O último líder soviético, um dos promotores do processo de desarmamento atômico e do fim da Guerra Fria, denunciou que "os primeiros a mudar sua estratégia foram os americanos, e depois a Rússia se juntou a essa política".
Gorbatchev se referiu aos planos dos EUA de instalar um escudo antimísseis global com elementos estratégicos no Leste Europeu, perto das fronteiras russas, e à ameaça de Moscou de responder com sua saída do tratado que proíbe os mísseis de curto e médio alcance e de outros acordos de desarmamento.
"Tudo que sei, toda minha experiência de vida - e estou a ponto de completar 77 anos -, me permite reiterar que não devemos nos deixar provocar, mas ser um exemplo de uma política de paz", manifestou.
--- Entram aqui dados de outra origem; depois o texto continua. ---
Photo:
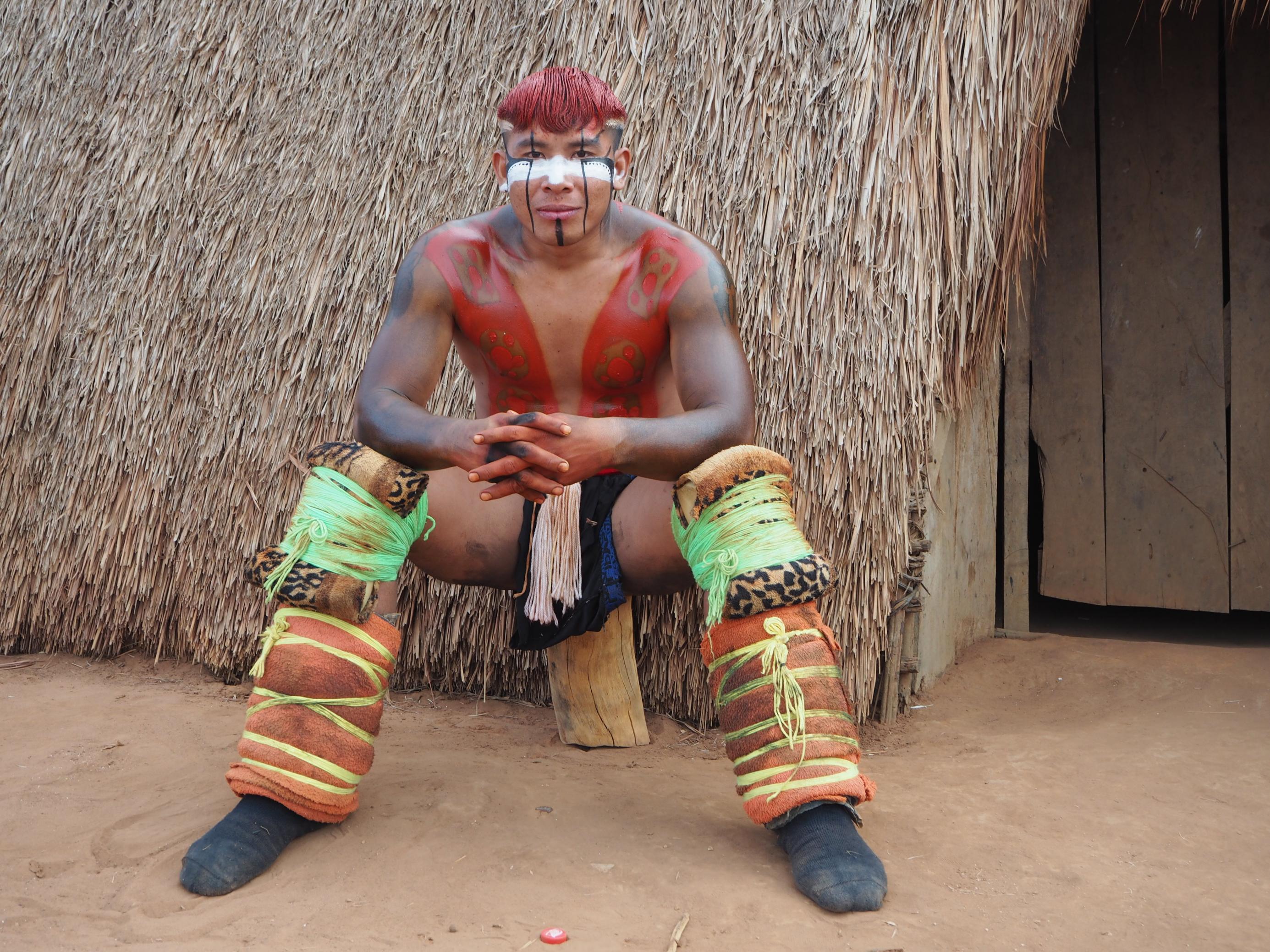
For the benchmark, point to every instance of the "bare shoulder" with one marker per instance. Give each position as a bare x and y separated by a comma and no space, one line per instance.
646,225
707,287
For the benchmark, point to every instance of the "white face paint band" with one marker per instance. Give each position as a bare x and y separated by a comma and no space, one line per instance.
557,169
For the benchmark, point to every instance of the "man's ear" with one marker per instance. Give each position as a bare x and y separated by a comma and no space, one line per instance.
500,162
621,168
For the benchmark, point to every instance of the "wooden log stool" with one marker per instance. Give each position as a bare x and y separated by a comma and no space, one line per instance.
595,686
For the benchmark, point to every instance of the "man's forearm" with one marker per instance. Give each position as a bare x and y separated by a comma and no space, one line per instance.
403,431
667,447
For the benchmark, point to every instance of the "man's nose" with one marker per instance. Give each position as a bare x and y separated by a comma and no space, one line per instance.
557,178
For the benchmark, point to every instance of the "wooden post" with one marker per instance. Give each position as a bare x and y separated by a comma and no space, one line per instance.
1015,452
595,686
890,709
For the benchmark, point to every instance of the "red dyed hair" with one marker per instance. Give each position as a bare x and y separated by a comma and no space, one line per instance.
561,99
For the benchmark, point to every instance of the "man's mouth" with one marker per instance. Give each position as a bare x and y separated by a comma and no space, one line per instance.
558,213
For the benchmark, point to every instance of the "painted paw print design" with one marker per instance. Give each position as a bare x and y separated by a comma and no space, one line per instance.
506,353
656,271
621,365
516,400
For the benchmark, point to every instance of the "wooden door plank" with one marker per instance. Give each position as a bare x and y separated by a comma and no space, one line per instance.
595,686
1164,379
1015,464
1067,353
1248,136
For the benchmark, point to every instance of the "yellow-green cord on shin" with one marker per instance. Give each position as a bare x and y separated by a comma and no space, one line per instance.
341,527
750,527
280,634
789,707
Ao mesmo tempo, qualificou de "responsável" a postura do presidente russo, Vladimir Putin, por sua promessa de não envolver a Rússia em "uma nova corrida armamentista", segundo a agência de notícias russa Interfax.
Ele acrescentou que "também nos EUA há muitas pessoas, desde políticos e cientistas até cidadãos comuns, que estão muito preocupados com a situação atual e que compartilham a opinião de que é preciso se desfazer das armas nucleares".